Article by Calem McMillan, Cannabis Life Network
Justin Trudeau admitted that, as an MP, he smoked weed illegally.
And when his brother Michel Trudeau was caught with the herb back in the 90s, Justin and the Trudeau Family Royal Dynasty were “confident that we were able to make those charges go away.”
“We had resources,” Justin said, “my dad had a couple connections and we were confident that my little brother wasn’t going to be saddled with a criminal record for life.”
This is, of course, unlike every other Canadian who has had the misfortunate of getting caught with the wrong plant by the wrong person.
Not that any of this matters now, both those Trudeau’s are dead and the youngest son is likely the most quack Prime Minister Canada has ever had.
And there’s some fierce competition.
None of this should come as a surprise to cannabis consumers who happen to dab in politics (or vice-versa).
Being stoned is having heightened awareness, and, if you pursue it authentically, an ability to entertain thoughts you disagree with. Although obviously, one does not have to be stoned to do this — cannabis certainly helps.

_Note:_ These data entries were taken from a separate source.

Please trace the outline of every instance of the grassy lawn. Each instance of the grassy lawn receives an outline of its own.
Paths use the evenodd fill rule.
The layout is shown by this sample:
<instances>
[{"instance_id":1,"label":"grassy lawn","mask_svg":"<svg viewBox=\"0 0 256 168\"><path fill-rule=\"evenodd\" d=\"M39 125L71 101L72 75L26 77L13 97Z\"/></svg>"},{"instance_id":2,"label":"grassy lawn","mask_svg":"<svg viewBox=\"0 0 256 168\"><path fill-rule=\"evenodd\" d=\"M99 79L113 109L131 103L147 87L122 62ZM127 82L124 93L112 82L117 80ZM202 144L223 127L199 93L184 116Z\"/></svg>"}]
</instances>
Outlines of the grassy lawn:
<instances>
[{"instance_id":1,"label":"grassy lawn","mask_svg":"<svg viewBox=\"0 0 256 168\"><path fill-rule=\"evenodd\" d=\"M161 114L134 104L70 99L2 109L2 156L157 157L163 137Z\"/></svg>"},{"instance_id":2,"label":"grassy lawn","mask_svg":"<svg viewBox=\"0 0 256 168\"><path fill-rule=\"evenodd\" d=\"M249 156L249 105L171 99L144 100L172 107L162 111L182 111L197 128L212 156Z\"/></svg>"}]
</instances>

Yet, legal pot is a dividing issue. Will people smoke and drive? What about the roads?!
What about them? Don’t provinces and municipalities already worry about their own road issues? And can’t every police brigade across Canada operate like a competitive insurance company and security service? It would save taxpayers a lot of time and money and help reallocate police services to their most desired uses — something other than the drug war.
Obviously, commerce outperforms government bureaucracy on both moral and financial grounds.
Extending this logic to the “rule of law” is a great leap, no doubt, but why this basic truth about “public” goods and services vis-à-vis the private sector tends to escape most people, particularly cannabis people, I have yet to discover.